Sunday, December 11, 2011

Mushroom Fusilli with Garlic Breadcrumbs

INGREDIENTS
1 box (16 oz.) fusilli pasta
1/2 container ricotta cheese
2 tbsp. EVOO
1 cup (2 oz.) fresh breadcrumbs
3 cloves garlic, finely chopped
1/3 cup chopped flat-leaf parsley
Salt and pepper
1 pkg. (10 oz.) mushrooms, sliced
1 red bell pepper, cut into 1/2-inch squares
1 cup heavy cream

DIRECTIONS:
In a large pot of boiling, salted water, cook the pasta according to package directions until al dente; drain, reserving 1/2 cup of the pasta cooking water.

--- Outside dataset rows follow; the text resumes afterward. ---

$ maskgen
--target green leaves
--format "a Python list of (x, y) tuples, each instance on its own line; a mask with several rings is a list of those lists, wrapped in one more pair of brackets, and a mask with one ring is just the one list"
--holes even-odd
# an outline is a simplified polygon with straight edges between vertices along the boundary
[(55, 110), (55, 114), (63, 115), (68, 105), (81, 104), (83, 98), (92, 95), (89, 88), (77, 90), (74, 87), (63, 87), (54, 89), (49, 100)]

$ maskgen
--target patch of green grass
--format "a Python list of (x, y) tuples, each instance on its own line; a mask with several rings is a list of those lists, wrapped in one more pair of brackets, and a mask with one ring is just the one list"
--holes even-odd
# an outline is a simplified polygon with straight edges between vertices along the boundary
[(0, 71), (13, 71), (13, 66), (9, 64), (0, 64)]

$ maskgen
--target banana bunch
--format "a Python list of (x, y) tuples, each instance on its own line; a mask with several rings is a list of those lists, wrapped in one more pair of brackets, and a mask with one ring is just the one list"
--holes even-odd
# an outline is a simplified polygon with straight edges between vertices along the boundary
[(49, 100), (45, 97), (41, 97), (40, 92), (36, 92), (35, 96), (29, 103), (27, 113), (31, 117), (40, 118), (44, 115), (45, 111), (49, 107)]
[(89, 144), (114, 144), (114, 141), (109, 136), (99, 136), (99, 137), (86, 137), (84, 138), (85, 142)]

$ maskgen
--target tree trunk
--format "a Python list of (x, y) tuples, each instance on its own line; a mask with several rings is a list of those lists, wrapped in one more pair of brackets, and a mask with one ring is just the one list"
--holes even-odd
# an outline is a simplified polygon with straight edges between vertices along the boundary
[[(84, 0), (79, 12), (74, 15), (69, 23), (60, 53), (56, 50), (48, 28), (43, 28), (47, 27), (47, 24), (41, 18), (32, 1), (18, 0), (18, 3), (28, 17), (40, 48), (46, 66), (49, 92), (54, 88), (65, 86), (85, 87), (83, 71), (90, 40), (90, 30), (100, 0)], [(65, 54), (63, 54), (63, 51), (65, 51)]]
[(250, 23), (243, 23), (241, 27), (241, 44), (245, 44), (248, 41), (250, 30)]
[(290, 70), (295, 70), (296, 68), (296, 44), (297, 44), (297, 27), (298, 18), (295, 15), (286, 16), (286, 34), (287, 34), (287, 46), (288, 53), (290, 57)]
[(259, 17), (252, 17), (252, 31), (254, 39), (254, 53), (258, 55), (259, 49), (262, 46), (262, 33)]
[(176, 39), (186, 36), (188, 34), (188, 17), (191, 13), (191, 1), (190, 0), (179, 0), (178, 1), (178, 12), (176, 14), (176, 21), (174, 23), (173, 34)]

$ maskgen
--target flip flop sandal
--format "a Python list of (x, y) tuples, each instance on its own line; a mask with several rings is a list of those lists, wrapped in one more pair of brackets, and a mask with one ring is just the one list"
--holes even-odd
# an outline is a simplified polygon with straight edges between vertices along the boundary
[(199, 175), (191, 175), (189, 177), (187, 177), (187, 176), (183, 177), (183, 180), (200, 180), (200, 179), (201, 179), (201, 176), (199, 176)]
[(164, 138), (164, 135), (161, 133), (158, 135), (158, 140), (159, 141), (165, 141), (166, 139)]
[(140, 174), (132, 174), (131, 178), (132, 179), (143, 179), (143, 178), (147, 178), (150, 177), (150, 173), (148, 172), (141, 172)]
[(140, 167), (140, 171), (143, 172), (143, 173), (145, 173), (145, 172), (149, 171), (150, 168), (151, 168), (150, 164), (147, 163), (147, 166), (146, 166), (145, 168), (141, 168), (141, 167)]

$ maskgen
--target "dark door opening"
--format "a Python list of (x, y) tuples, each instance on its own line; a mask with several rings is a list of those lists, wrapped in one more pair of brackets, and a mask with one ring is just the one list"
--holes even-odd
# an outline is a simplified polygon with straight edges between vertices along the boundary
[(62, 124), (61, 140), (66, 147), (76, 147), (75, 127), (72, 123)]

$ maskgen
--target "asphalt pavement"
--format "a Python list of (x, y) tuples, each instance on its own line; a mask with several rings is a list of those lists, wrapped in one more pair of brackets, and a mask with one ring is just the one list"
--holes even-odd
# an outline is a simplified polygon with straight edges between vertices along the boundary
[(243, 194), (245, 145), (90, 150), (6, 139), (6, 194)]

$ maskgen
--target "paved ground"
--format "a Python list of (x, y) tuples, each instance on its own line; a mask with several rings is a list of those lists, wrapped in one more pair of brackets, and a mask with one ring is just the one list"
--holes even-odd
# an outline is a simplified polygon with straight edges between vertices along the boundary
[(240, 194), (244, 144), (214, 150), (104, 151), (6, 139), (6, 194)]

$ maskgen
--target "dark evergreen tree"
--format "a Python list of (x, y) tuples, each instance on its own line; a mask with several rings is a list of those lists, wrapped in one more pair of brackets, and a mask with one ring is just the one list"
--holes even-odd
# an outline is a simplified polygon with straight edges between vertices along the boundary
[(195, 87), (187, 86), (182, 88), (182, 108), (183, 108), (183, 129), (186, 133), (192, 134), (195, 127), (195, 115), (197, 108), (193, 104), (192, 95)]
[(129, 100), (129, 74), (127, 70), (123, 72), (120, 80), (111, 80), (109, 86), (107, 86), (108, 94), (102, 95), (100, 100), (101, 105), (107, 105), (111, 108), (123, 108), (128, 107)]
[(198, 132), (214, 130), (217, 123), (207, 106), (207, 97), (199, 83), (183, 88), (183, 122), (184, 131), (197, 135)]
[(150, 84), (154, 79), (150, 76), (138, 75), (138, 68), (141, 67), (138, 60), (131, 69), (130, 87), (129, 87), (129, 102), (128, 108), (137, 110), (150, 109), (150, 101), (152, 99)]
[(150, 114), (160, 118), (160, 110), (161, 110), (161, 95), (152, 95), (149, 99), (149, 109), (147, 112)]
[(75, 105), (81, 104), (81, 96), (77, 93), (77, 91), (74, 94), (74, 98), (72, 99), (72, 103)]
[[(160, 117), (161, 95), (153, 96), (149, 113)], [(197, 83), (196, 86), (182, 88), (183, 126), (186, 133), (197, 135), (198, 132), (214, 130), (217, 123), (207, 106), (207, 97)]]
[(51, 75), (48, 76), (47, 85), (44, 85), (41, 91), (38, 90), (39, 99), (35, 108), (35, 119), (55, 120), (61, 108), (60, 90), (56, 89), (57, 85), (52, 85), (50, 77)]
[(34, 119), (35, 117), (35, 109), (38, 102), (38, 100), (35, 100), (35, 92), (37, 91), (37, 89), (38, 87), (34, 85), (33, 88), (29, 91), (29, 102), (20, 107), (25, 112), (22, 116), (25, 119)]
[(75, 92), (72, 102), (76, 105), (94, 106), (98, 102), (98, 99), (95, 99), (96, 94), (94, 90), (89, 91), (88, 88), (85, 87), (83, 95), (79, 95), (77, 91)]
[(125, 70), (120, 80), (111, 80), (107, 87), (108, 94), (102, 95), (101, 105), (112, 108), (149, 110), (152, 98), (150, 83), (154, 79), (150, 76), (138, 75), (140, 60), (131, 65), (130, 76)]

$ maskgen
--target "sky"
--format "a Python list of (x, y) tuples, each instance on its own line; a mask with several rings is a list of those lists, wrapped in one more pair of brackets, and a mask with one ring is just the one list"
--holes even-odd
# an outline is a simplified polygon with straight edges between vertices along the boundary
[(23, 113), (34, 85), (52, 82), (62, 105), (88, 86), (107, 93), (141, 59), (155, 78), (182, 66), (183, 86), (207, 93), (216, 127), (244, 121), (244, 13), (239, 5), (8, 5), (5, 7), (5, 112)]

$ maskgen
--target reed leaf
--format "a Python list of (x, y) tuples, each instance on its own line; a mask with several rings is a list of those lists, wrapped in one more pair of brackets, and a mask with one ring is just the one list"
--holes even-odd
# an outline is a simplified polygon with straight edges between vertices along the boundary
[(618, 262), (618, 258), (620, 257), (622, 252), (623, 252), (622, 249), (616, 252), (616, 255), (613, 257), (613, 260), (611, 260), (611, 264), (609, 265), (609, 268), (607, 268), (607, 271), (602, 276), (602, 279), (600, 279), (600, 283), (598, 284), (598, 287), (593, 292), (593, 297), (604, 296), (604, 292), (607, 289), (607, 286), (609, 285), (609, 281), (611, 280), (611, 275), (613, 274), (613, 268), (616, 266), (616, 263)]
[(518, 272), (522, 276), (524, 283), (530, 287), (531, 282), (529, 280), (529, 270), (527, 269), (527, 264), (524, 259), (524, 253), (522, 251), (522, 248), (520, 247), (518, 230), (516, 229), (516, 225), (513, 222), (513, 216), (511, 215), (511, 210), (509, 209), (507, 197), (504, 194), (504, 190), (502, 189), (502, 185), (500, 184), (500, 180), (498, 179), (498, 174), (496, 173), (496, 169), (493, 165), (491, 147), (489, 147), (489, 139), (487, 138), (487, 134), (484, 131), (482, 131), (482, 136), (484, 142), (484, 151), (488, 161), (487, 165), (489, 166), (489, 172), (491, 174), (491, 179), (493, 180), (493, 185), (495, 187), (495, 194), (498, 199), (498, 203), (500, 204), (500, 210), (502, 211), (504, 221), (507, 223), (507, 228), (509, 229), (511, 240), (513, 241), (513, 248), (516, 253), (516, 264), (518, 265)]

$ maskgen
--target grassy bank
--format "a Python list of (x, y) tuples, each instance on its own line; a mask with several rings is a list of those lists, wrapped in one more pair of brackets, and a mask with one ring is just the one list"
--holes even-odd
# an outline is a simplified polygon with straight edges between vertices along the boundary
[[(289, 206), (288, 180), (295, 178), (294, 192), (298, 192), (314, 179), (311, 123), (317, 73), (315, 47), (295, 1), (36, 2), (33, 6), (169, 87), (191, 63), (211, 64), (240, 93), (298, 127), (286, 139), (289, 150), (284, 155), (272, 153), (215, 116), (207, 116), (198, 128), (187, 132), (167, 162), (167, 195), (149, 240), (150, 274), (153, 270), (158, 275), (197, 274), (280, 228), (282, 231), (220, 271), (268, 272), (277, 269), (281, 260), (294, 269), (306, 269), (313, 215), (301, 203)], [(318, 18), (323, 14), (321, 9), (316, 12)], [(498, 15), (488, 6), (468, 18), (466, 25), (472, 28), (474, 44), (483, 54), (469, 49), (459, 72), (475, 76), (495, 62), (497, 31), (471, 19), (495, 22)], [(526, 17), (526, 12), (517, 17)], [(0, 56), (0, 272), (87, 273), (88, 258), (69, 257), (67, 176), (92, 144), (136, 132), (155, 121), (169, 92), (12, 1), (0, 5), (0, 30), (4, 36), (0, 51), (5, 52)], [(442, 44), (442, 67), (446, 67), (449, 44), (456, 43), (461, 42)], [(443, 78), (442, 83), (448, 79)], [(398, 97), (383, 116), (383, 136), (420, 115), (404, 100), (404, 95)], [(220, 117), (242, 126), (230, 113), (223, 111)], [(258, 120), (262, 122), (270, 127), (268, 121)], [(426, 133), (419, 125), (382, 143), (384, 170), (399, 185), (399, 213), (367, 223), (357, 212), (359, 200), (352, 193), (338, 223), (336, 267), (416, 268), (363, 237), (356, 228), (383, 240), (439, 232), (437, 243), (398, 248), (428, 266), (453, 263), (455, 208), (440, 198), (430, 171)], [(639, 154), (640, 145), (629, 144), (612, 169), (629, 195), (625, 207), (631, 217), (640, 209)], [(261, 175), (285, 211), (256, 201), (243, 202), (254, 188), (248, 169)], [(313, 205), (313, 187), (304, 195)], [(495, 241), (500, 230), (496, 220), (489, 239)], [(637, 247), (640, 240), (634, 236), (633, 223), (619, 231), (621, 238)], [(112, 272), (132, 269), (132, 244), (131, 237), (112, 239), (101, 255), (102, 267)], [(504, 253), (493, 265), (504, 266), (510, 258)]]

Return the pasta to the pot and stir in the ricotta, adding the reserved cooking water to thin the consistency as desired.

Meanwhile, in a large skillet, heat 1 tbsp. EVOO over medium-high heat; add the breadcrumbs and cook, stirring often, until golden-brown, about 3 minutes. Stir in the garlic and cook for 30 seconds more. Remove from the heat and stir in half of the parsley; season with salt and pepper. Transfer to a bowl and wipe out the skillet.

In the same skillet, heat the remaining 1 tbsp. EVOO over medium high heat. Add the mushrooms and cook, undisturbed for the first few minutes, until they have released all their liquid and are golden, about 5 minutes. Stir in the bell pepper and cook for 2 minutes, then stir in the cream. Reduce the heat to a simmer and cook until the liquid is reduced by half, about 3 minutes.

Toss the pasta mixture with the mushroom cream sauce; stir in the remaining parsley. Sprinkle with the breadcrumbs before serving.